Enflasyonun çeşitleri arasında shrinkflation, skimpflation, greedflation (yüksek kâr güdümlü enflasyon) gibi tüketicinin satın alma gücünü iyice olumsuz etkileyenleri de var. Gramaj azaltma, paket ufaltma, kalite düşürme, fahiş fiyat gibi enflasyon kaynaklı konular son yıllarda dünyanın gündeminde.
ABD seçiminde örneğin Kamala Harris fahiş fiyata karşı fiyat kontrolleri getireceğini taahhüt etti. Bizde Tüketicinin Korunmasına Dair Kanun başta olmak üzere Tüketici Hakem Heyeti, Alo 175 Tüketici Danışma Hattı, Beyaz Masa, Zabıta, Haksız Fiyat Değerlendirme Kurulu, Tahkim Komisyonu, Tüketicinin Korunması ve Piyasa Gözetimi Genel Müdürlüğü, ilgili STK’lar, sektörel düzenleyici kurumlar gibi birçok yapı var.

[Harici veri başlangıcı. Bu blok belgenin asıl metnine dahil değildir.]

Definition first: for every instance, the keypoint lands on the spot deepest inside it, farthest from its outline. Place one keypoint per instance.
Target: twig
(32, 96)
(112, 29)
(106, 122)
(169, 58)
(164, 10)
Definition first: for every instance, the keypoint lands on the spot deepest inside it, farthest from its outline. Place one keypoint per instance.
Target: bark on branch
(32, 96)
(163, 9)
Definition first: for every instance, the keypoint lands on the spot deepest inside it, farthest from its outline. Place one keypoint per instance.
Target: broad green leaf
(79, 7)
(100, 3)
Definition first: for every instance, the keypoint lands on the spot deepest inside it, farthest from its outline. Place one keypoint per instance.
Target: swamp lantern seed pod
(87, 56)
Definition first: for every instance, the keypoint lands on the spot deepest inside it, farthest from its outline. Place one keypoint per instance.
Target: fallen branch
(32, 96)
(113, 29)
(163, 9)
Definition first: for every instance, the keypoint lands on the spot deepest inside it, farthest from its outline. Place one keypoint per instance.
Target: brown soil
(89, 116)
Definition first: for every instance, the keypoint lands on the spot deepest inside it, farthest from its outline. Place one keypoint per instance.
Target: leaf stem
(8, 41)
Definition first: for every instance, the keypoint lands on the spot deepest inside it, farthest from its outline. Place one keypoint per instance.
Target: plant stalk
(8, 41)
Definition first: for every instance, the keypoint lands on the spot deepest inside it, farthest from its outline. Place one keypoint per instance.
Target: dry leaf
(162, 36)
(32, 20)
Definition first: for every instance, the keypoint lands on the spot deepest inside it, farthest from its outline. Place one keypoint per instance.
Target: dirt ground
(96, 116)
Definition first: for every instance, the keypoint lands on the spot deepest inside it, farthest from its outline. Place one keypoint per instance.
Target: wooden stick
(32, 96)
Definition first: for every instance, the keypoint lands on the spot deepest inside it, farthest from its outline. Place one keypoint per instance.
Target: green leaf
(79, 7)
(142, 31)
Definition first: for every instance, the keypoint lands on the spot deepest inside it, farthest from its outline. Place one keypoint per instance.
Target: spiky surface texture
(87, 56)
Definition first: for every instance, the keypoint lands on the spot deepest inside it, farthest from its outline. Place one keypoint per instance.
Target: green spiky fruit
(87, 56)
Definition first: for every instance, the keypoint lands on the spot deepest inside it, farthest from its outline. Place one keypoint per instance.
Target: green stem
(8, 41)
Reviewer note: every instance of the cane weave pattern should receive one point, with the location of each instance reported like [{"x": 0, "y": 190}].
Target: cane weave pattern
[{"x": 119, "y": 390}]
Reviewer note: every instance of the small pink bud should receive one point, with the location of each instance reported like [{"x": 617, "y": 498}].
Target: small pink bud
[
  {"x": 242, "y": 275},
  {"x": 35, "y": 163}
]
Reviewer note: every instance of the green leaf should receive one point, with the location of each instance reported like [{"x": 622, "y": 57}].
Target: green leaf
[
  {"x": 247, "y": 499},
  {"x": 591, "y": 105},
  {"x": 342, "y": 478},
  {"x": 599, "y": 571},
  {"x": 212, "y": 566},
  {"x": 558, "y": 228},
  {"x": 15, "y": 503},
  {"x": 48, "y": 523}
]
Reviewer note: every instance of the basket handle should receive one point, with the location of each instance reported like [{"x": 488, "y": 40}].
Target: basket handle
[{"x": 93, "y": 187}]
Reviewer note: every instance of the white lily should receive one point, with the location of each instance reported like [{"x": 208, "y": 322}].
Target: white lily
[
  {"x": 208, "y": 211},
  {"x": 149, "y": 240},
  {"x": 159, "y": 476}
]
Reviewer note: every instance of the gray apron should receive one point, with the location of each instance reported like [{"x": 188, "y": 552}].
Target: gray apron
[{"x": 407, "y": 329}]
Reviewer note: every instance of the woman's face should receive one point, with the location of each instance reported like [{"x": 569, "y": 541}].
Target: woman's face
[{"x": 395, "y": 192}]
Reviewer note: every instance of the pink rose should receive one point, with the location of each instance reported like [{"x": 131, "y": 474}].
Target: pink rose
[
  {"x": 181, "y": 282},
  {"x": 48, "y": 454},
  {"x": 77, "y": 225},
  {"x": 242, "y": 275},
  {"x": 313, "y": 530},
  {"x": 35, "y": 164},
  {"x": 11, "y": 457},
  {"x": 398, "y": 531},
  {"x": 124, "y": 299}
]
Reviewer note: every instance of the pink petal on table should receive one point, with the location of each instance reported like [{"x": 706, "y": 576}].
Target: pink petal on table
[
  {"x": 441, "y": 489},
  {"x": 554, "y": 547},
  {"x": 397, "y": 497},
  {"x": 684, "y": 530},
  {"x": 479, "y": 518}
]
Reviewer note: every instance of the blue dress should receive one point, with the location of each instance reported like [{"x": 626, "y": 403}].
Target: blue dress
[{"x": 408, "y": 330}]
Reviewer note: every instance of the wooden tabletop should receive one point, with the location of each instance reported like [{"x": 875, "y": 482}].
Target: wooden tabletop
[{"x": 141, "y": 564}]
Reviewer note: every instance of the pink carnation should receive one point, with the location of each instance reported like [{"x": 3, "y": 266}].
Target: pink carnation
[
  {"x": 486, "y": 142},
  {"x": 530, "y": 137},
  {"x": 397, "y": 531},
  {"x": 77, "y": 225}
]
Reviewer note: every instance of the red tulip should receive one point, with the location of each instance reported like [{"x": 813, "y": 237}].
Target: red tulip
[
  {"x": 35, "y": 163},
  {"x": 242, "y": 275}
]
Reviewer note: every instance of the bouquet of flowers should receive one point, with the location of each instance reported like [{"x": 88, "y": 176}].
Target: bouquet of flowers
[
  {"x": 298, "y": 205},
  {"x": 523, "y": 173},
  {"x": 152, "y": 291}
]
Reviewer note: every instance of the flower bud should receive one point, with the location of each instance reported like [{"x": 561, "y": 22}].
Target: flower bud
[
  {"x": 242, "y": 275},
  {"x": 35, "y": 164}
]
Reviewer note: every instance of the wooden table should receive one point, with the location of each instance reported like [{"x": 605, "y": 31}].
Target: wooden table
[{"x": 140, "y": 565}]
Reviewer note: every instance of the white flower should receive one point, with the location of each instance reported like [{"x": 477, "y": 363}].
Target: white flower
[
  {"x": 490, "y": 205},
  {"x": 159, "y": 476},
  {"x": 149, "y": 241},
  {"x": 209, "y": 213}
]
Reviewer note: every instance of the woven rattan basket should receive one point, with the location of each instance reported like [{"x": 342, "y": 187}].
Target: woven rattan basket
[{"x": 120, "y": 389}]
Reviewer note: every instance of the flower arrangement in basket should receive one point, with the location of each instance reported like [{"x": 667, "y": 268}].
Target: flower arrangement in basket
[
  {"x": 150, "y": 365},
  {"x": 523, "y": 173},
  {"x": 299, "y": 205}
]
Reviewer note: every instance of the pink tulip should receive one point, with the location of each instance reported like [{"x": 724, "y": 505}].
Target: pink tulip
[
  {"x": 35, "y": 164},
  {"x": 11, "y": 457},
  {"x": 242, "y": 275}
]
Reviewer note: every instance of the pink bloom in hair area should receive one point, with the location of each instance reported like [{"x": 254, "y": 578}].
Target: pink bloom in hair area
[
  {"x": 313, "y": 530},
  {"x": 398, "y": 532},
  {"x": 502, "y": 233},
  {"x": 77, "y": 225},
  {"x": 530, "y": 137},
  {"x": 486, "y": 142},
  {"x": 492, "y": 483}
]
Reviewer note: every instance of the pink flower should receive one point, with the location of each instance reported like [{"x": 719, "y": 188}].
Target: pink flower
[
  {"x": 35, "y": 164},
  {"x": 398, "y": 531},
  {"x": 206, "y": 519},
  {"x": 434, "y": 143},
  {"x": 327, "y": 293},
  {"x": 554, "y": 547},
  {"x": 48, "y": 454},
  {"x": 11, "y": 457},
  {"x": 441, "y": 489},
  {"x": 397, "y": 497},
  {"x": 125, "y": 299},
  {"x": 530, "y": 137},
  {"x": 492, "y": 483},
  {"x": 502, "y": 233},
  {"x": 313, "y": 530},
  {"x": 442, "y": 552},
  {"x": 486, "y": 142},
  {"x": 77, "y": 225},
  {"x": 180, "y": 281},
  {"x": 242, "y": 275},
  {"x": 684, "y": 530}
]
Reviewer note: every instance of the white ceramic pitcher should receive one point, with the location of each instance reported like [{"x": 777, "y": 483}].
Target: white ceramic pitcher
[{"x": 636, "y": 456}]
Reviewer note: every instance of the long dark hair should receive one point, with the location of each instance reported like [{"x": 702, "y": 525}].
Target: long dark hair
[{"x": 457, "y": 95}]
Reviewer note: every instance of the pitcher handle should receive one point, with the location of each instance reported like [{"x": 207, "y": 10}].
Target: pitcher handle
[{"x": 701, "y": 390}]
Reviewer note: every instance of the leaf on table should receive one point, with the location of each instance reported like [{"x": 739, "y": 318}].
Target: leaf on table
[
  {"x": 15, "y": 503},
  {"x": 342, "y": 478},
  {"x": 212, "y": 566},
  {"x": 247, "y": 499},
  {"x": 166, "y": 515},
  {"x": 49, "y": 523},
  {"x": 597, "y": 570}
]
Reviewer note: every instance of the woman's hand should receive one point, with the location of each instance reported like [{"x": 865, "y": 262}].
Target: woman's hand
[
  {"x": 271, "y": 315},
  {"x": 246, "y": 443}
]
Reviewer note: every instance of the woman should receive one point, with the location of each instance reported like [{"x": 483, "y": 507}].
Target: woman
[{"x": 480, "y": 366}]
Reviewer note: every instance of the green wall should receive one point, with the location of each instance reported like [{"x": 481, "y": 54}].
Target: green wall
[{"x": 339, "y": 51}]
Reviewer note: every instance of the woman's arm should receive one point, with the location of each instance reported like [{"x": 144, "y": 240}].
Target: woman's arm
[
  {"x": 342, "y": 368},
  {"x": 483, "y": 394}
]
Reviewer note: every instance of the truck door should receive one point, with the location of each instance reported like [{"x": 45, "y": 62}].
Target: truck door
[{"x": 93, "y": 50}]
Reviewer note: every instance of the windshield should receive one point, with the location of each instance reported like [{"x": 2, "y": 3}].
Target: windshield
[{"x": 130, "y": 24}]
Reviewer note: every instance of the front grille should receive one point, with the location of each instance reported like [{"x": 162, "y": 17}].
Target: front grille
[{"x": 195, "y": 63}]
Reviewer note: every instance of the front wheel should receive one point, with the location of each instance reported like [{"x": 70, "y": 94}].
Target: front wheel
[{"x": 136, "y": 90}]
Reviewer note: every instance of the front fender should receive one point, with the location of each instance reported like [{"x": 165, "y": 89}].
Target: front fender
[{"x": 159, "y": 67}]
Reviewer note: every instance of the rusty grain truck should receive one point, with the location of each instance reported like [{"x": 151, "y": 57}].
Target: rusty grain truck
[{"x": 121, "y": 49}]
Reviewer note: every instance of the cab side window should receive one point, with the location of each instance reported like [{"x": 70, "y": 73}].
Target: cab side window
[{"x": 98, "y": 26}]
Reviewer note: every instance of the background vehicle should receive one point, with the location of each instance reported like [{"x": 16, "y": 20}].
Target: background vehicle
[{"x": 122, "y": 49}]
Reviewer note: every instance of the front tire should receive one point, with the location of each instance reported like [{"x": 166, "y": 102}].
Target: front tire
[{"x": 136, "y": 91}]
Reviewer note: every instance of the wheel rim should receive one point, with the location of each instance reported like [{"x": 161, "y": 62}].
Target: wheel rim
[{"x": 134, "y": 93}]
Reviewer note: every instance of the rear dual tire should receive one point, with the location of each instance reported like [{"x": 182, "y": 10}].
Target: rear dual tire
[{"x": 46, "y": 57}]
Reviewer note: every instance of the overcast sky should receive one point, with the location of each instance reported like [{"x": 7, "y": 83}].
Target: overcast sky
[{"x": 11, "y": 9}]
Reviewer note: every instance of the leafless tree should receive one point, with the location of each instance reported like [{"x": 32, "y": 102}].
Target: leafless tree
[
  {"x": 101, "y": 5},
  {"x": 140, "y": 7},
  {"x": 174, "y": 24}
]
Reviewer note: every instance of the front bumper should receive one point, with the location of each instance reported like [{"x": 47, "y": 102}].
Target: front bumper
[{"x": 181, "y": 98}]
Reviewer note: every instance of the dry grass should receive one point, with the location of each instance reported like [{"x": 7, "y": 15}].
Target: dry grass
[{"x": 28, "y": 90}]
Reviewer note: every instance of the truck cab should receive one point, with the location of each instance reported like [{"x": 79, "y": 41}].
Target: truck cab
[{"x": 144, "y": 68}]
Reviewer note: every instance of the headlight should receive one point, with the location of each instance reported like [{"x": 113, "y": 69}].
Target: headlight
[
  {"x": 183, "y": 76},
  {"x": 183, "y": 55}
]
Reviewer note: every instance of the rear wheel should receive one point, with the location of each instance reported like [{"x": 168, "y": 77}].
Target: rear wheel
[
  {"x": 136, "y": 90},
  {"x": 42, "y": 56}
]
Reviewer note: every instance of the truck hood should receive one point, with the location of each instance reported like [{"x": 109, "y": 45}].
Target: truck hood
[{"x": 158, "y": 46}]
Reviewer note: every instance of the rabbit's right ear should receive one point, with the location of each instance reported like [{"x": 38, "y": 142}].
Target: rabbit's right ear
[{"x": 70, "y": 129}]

12 Mart tarihli “Tüketicinin tek derdi enflasyon değil” yazımızda yerimiz yettiğince bazı konulara dikkat çekmiştik. Siber saldırıların ve çöküşlerin yaşandığı dünyada, sosyal medyanın da olumsuz yanları her gün artarken, zaman zaman güncel konuları gündeme getirmek gerekiyor.
Telekom ve dijital platformlarda bankacılık gibi tek müşteri no uygulaması genelde bulunmuyor ve abone, telefon numarası üzerinden işlemler yürüyor. Aynı müşteri farklı numaralar veya farklı kampanya dönemleri diye aynı paket içeriğine yan oda veya ikinci bir hat uzaklığında farklı fiyatlar ödeyebiliyor. Bankaların bireysel müşteri ücret tarifesi gibi bu uygulamalarda da standartların oturması lazım.
Aynı TC numarasına sahip bir müşteri sırf hattı farklı veya kampanyası farklı diye aynı içeriğe, pakete farklı bir ücret ödememeli. Müşteri no uygulaması ve toplulaştırma zorunluluk olmalı. Bu devirde faks ve dilekçe ile iptal diye süreçler zorlaştırılmamalı. Telefon aboneliklerinde taahhütlü kampanya dönemi sonunda paketler, haliyle fiyatlar aşağıya revize edilemiyor. Sistem izin vermiyor deniyor. Bankacılıkta aidatsız kart uygulaması örneği gibi telekomda alt paketlere geçiş imkânı olmalı.
Öncelikle sosyal medya ve telefon dolandırıcılıkları. Parasal işlem sonucu doğuran finansal kurumların dış aramaları mutlaka tahsisli özel bir numara aralığı olmalı.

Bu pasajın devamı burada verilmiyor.